I didn't know what to do. I bolted into the men's room (I triple-checked before I entered), walked past a row of filthy urinals and slowly put the phone back to my ear.

“Oh my God,” I said faintly.

“That's what I'm saying,” Rogers said. “I put all my faith in God and he helped me in the ring tonight.”

Wednesday, December 21, 2011

From San Juan, With Love

I usually want to choke myself when I hear the regular joes in my newsroom sling mindless banter around. My usual style is ear phones in, zone out.

But last week, I heard something that sounded like, “20 bucks round-trip to San Juan?”

I quickly investigated and before you could say, “Please shut the hell up – no one cares,” I booked two tickets to the gem of Puerto Rico.

Jet Blue just started non-stop flights to the Rock from Boston and some other East Coast spots so to celebrate, they offered extremely cheap airfares in between San Juan and St. Thomas for only 10 days and this guy (two thumbs pointed directly at me) jumped right on it.

My next stop naturally was priceline.com. Mama Gray swears by the whole bidding strategy for cheap-ass hotels and it works like magic in Vegas. Puerto Rico, not so much. Don't get me wrong, I still got a smoking cheap room just a 10-minute walk from the beach but many people don't operate like that.

“Dude, do not get one of those cheap rooms in Syracuse, trust me,” Michael Rothstein, a former colleague of mine from Virginia, told me when I was planning out my trip up north.

“Why the hell not?” I barked back.

“Prostitutes, dude. Plus, they rarely clean the sheets.”

Since my travel partner was my lovely girlfriend, the prostitutes posed little problems. The sheets, well, what can you do? I can't tip the cleaning ladies in advance. We were booked for only one day.


As we embarked on the 16-minute flight from the Rock to San Juan, I told Brianna that I would pay more for dinner that night than both our round-trip flights and hotel room combined. Then I told her we had reservations at Burger King. She was not amused.

I know we live near the beach but guess where we hung out during the day in PR? The beach.

Even though most of the pink and yellow hotels in Condado were under construction and the subsequent beaches were swallowed whole by the Atlantic, it was a nice change of pace from Limetree, Magens, and Brewer's Bay.

I ordered a Cubano sandwich from a coffee shop, stayed clear of the casino, took a long day-time nap and even ordered a little entertainment for that evening.

It was dinner and a show.

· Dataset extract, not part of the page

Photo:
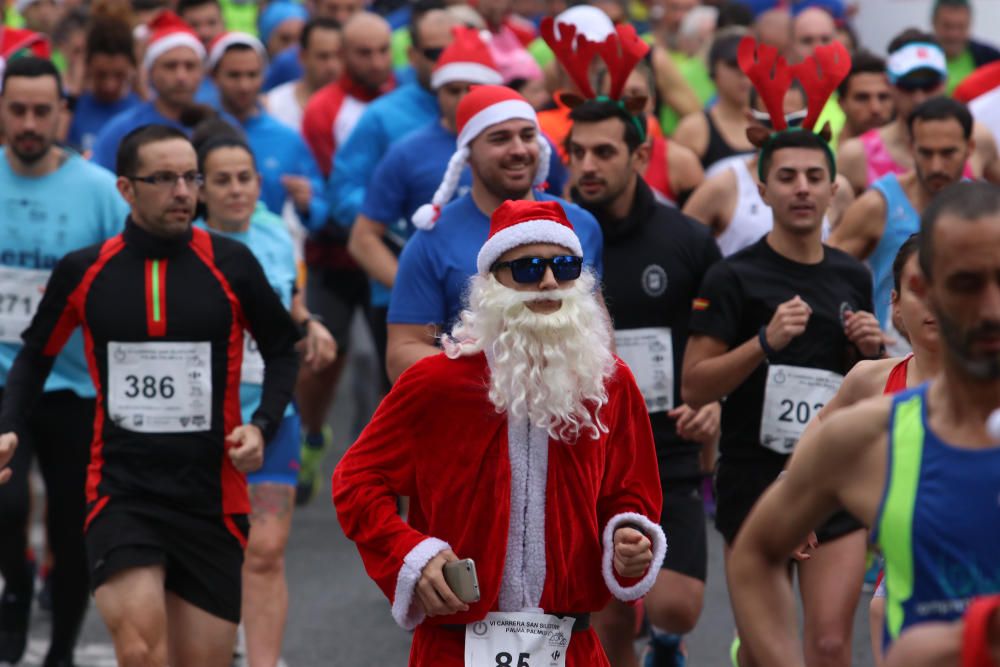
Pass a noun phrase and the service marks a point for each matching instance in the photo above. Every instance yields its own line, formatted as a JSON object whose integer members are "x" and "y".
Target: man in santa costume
{"x": 525, "y": 446}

He was drunk, slurred the words to many classic Christmas carols and wouldn't leave our table until I greased him. Now Brianna can't say I never serenaded her.

The morale of the story is that San Juan is great. Charlotte Amalie ain't got nothing on Old Town San Juan. If I could go back every week, I would. As we made our final walk around town, Brianna said, “This is nice. I could work here full-time, what do you think?”

Ear phones in, zone out. And then I stepped into a Jet Blue plane.